Cette temporalité brisée, qui indique de la discontinuité (donc, à un niveau psychique, de la dissociation), marque aussi la difficulté à intégrer l’événement. Ceci nous conduit à penser l’événement, en tant que ce qui advient au sein du déroulement temporel.

L’événement est donc ce qui perturbe une lignée de vie, et nécessite une faculté d’adaptation, de réintégration de la variation dans la permanence. Il s’agit là de la question que peut poser Husserl (1905) autour du temps et de la contingence : comment rendre compte de la factualité et de la soudaineté de l’événement ?
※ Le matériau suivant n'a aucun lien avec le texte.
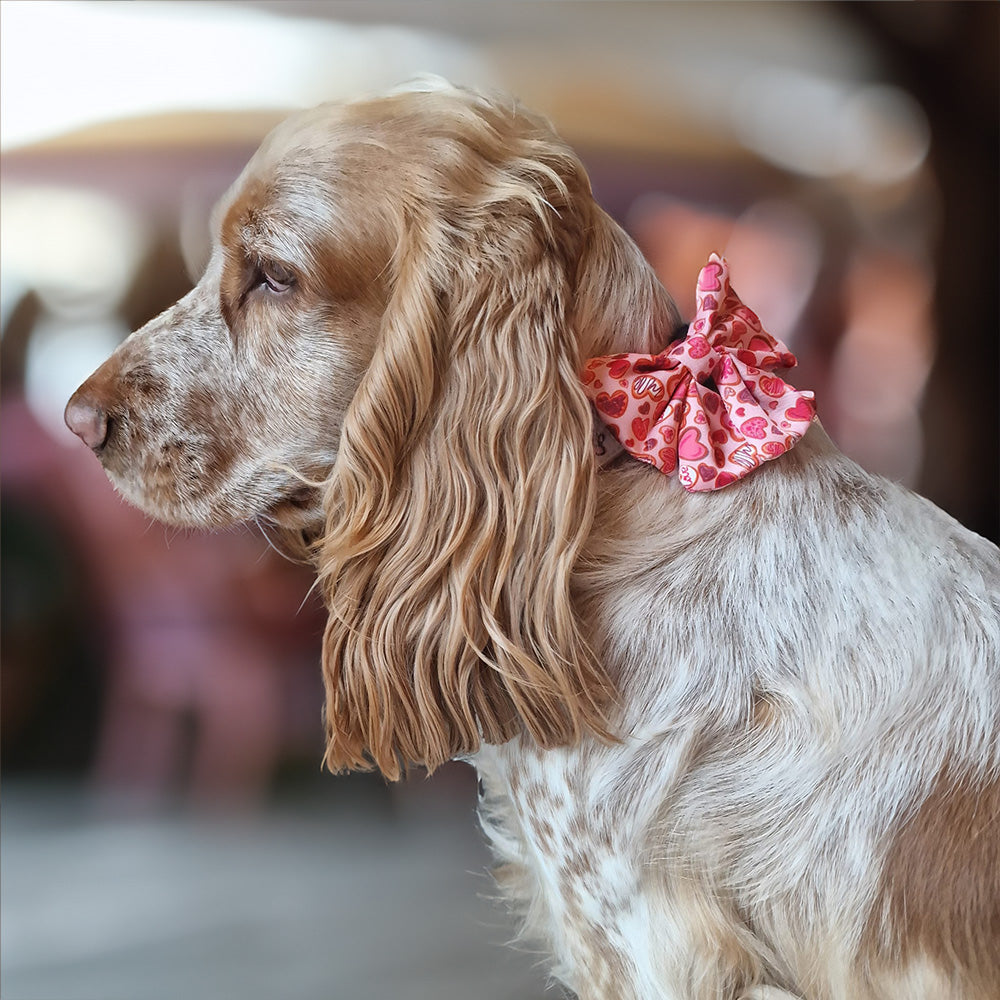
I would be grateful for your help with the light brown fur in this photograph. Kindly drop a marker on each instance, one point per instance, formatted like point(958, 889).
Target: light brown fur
point(739, 744)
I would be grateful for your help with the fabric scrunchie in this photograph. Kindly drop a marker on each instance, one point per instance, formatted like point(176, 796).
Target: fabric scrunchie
point(706, 407)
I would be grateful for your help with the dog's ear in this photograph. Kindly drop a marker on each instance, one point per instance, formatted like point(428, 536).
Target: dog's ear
point(463, 489)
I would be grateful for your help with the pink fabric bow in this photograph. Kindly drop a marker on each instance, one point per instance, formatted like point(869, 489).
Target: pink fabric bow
point(665, 410)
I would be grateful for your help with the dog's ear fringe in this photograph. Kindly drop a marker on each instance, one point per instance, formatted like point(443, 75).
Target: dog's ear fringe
point(461, 497)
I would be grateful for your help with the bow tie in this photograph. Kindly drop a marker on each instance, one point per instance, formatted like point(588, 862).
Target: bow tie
point(705, 407)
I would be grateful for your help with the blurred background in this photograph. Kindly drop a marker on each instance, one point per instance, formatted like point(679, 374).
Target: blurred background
point(167, 831)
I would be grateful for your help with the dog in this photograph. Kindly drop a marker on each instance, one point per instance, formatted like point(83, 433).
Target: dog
point(734, 742)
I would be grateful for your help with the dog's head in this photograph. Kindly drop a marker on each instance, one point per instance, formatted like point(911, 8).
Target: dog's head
point(384, 354)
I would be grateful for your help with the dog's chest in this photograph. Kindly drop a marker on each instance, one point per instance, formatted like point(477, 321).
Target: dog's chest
point(566, 857)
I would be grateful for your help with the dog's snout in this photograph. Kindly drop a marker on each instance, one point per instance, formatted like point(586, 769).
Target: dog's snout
point(87, 418)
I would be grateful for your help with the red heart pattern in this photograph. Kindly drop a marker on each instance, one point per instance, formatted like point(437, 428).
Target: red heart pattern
point(751, 418)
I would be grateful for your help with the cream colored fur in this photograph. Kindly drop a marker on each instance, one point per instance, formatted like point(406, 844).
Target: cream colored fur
point(724, 738)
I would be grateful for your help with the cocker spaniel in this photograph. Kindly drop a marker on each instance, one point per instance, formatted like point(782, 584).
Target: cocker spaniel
point(735, 742)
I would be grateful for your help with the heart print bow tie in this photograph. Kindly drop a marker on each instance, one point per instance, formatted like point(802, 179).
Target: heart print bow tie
point(705, 407)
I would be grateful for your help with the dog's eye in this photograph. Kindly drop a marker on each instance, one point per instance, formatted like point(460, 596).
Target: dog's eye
point(275, 277)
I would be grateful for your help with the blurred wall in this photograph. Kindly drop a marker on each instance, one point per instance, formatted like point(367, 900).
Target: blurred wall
point(832, 151)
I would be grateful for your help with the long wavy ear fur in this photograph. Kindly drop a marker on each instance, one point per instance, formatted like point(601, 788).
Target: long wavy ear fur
point(463, 489)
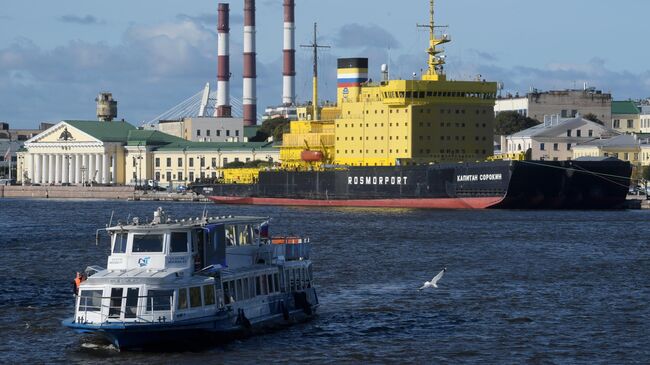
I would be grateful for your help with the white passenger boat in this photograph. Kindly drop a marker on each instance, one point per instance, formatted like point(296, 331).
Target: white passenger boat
point(173, 281)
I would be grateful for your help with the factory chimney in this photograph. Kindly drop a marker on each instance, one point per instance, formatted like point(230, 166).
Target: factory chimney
point(249, 99)
point(223, 73)
point(289, 55)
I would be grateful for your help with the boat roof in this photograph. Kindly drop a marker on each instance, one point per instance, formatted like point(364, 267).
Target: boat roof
point(167, 223)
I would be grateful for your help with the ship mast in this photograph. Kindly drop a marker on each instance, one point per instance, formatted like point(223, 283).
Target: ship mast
point(435, 72)
point(315, 46)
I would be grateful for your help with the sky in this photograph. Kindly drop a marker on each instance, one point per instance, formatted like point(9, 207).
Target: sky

Le temps se structure autour de l’événement, pour ce qui est d’introduire de la contingence, de l’imprévisibilité, du hasard (Romano, 1993-1994). Il en est d’ailleurs de même de l'instant rythmique, car, pour qu'il ait de la mesure, il faut une inégalité donc un trébuchement. Ce trébuchement est au point d'appel de la métaphore donc de la diachronie et d'un effet de signification. Le temps ensuite peut s'historiciser : d’'être scandé, il dure dans la succession. Ainsi, l’événement surgit, mais ce qui peut être particulièrement problématique pour un sujet psychotique, c’est lorsque l’événement devient un accident, au sens étymologique du terme (ce qui tombe sur, sans prévenir, et contre toute attente), et qu’il ne peut donc être intégré au sein d’une continuité psychique. Ce qui fait crise, c’est de ne pas avoir anticipé l’événement : « Ce dont nous faisons l’expérience dans ces périodes de crise, c’est de notre incapacité à expérimenter au présent l’événement « traumatisant » dont la surprise, aussi attendue qu’elle ait pu être, par exemple dans le cas de la mort d’un grand malade, demeure toujours entière et nous apparaît comme absolument inanticipable » (Dastur, 1994, p. 169).

L’événement est traumatisant lorsqu’il est accident. L’attente est une tension vers un objectif qui demeure ouvert à confirmation ou infirmation de ses propres anticipations par le déploiement de nouveaux horizons. Or, dans la psychose, en vertu de la circularité répétitive de la temporalité mythique, l’attente fait défaut. L’accueil de la surprise que provoque l’événement est donc aussi défaillant. L’inattendu est un hors-programme, ce qui est le moteur de la crise existentielle dans la psychose, par exemple de la perte du monde dans la schizophrénie (Blankenburg, 1991). La rupture de l’enchaînement ordinaire de l’expérience, liée aux capacités intégratives que présente le psychisme par rapport à la diversité, crée l’impossibilité de la rencontre et de l’ouverture à l’imprévu. De fait, l’événement exige après coup d’être intégré dans une nouvelle configuration de possibles, ni actif (nous n’en décidons pas), ni passif (car il ne nous transforme que si nous y sommes disposés). D’ailleurs, souvent le délire part d’un événement traumatique (ou anniversaire d’un événement traumatique), ou même d’un événement heureux que la personne ne parvient pas à introjecter (mariage, promotion…), et qui modifie la trajectoire de vie qu’elle s’était prévue. Fernandez-Zöïla (1983) a pu développer la portée de ces décalages ou dischronies qui marquent une série de brisures étagées dans la temporalisation elle-même, dans sa relation perceptive et dans l'échange intra-discursif qui la lie au discours délirant et à la pensée déréelle.